In this new view of a vast star-forming cloud called W3, ESA's Herschel space observatory tells the story of how massive stars are born.
This three-colour image of the W3 giant molecular cloud combines Herschel bands at 70 µm (blue), 160 µm (green) and 250 µm (red). W3 is an enormous stellar nursery about 6200 light-years away in the Perseus Arm, one of the Milky Way galaxy's main spiral arms, that hosts both low- and high-mass star formation. In this image, the low-mass protostars are seen as tiny yellow dots embedded in cool red filaments, while the highest-mass stars - with greater than eight times the mass of our Sun - emit intense radiation, heating up the gas and dust around them and appearing here in blue. Credit: ESA/PACS & SPIRE consortia, A. Rivera-Ingraham & P.G. Martin, Univ. Toronto, HOBYS Key Programme (F. Motte)

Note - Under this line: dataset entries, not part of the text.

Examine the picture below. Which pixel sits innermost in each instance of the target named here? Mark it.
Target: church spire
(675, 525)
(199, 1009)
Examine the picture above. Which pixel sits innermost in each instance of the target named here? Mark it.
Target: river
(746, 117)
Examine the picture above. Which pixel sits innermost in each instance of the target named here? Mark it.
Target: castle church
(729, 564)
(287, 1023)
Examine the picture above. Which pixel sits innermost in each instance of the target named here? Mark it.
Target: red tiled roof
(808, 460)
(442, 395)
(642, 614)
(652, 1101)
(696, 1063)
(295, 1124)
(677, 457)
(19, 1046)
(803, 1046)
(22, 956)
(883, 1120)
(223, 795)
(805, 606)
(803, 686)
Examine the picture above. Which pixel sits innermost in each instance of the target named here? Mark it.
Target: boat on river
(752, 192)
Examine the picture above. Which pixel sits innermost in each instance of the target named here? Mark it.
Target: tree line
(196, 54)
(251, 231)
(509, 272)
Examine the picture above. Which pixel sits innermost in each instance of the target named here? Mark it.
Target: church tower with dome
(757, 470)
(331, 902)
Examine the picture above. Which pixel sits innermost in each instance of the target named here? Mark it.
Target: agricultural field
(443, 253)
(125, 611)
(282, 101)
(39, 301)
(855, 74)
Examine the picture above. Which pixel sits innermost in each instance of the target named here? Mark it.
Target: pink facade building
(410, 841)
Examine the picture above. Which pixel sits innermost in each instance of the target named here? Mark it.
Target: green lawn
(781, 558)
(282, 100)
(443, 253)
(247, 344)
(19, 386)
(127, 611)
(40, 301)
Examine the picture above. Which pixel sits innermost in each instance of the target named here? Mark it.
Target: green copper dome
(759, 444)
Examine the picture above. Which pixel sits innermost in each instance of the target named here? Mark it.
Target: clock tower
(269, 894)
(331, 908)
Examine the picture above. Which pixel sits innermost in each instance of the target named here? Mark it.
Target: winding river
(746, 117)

W3 is a giant molecular cloud containing an enormous stellar nursery, some 6200 light-years away in the Perseus Arm, one of our Milky Way Galaxy's main spiral arms.
Spanning almost 200 light-years, W3 is one of the largest star-formation complexes in the outer Milky Way, hosting the formation of both low- and high-mass stars. The distinction is drawn at eight times the mass of our own Sun: above this limit, stars end their lives as supernovas.
Dense, bright blue knots of hot dust marking massive star formation dominate the upper left of the image in the two youngest regions in the scene: W3 Main and W3 (OH). Intense radiation streaming away from the stellar infants heats up the surrounding dust and gas, making it shine brightly in Herschel's infrared-sensitive eyes.
Older high-mass stars are also seen to be heating up dust in their environments, appearing as the blue regions labelled AFGL 333 in the lower left of the annotated version of the image, and the loop of KR 140, at bottom right.
Annotated image of the W3 giant molecular cloud combining Herschel bands at 70 µm (blue), 160 µm (green) and 250 µm (red). Credit: ESA/PACS & SPIRE consortia, A. Rivera-Ingraham & P.G. Martin, Univ. Toronto, HOBYS Key Programme (F. Motte)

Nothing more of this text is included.